On Friday, the league offered to “split the difference” between $131 million and $151 million, with a figure of $141 million.  We’re told, however, that the Friday offer omitted any additional money based on whether the league exceeds its projected revenue growth.

So the league didn’t really offer to “split the difference.”  The league went to the midpoint of the $20 million gap, cutting the total difference from $640 million per year to $320 million.  But with no offer to provide the players with any portion of the revenue that exceeds the projected growth, the offer was something closer to the league’s prior position than the players’ prior proposal.

To me, this explanation jives with what Mediator George Cohen said.  Fans were confused as to why the players would walk away from a good-faith offer by the league which represented real progress.  At the same time, Cohen remarked (before the league spoke):

Regrettably, the parties haven’t achieved an overall agreement or been able to resolve strongly held competing views that separate them on core issues. After reviewing the situation, it is the considered judgment of yours truly  that no constructive purpose would be served by requesting them to continue mediation at this time. The agency is ready, willing and able to take part in future discussions.”

This isn’t the language mediators typically use when there has been real progress or one side has moved significantly.  Generally, if there has been real movement, mediators lean heavily on the sides to keep talking and/or express disappointment talks didn’t continue.  The mediator’s statement seems to imply the two sides were not close to a deal and that nothing would be served by continuing talks.  That jives with Florio says about the owners’ offer: it didn’t represent significant progress.

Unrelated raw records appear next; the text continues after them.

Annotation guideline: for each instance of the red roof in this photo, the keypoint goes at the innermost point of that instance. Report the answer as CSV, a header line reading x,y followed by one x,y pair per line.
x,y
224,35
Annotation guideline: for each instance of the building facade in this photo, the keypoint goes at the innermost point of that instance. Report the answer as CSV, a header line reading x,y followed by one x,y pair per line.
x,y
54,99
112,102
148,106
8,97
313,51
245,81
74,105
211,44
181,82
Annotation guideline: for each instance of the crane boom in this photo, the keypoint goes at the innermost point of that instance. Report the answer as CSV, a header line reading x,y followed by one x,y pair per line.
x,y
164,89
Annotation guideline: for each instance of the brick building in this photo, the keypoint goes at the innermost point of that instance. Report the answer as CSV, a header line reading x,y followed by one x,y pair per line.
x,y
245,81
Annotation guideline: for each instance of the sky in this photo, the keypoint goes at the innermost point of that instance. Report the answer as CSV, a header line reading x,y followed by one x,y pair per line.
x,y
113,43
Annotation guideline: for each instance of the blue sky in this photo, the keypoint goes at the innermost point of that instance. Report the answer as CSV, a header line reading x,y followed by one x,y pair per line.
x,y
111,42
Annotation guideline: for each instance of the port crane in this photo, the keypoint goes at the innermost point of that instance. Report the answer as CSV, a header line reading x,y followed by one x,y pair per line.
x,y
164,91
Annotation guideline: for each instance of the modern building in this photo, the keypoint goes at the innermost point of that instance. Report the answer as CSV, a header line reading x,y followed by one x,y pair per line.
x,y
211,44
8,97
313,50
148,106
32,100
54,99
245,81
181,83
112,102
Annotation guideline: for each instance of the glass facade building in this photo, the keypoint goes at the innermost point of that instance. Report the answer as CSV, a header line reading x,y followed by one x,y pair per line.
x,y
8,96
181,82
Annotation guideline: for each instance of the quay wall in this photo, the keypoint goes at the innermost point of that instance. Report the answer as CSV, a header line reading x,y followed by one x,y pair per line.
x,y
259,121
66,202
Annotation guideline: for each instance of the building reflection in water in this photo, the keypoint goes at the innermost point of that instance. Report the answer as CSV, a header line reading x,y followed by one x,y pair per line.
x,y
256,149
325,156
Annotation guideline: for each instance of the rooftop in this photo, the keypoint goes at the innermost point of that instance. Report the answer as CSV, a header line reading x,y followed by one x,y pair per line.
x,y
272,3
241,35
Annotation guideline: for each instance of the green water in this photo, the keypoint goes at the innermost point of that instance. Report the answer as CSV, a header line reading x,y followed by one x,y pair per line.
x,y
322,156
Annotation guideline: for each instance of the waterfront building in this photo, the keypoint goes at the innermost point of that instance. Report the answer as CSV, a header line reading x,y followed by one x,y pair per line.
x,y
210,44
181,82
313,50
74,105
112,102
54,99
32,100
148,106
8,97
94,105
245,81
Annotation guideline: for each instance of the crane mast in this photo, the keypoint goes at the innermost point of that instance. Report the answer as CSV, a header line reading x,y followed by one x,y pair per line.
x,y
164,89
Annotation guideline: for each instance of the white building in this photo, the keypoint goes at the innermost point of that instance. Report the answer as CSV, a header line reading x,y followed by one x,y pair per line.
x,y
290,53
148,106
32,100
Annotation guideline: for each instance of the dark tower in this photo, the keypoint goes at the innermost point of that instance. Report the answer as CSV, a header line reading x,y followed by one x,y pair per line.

Here’s a good idea of possible extreme next step scenarios

Peter King talks about the release of financial data and backs the players

This one is hugely important too.  If the lockout gets lifted (as it probably will), the league will play without a salary cap in 2011.  As far as building a winner goes, a lot of things would be in play for the Colts that otherwise wouldn’t have been.  And again, it would seem to offer the chance to dump ‘future’ money from the contracts of Hayden and Diem.  Of course, with no cap, the team may feel it’s better just to keep both and pay them.  Basically, it would be 2010 all over again. This would mean Indy’s tenders of Addai and company would hold, as would the franchise tag.  Now, way down the road the league could get beat down in court and all those contracts could be declared void, but I feel a more likely scenario is that they would be honored, but the league would be forced to pay damages.  As far as Colts’ fans go, we could live with that scenario.  Anything that keeps Peyton in blue and white is a good outcome.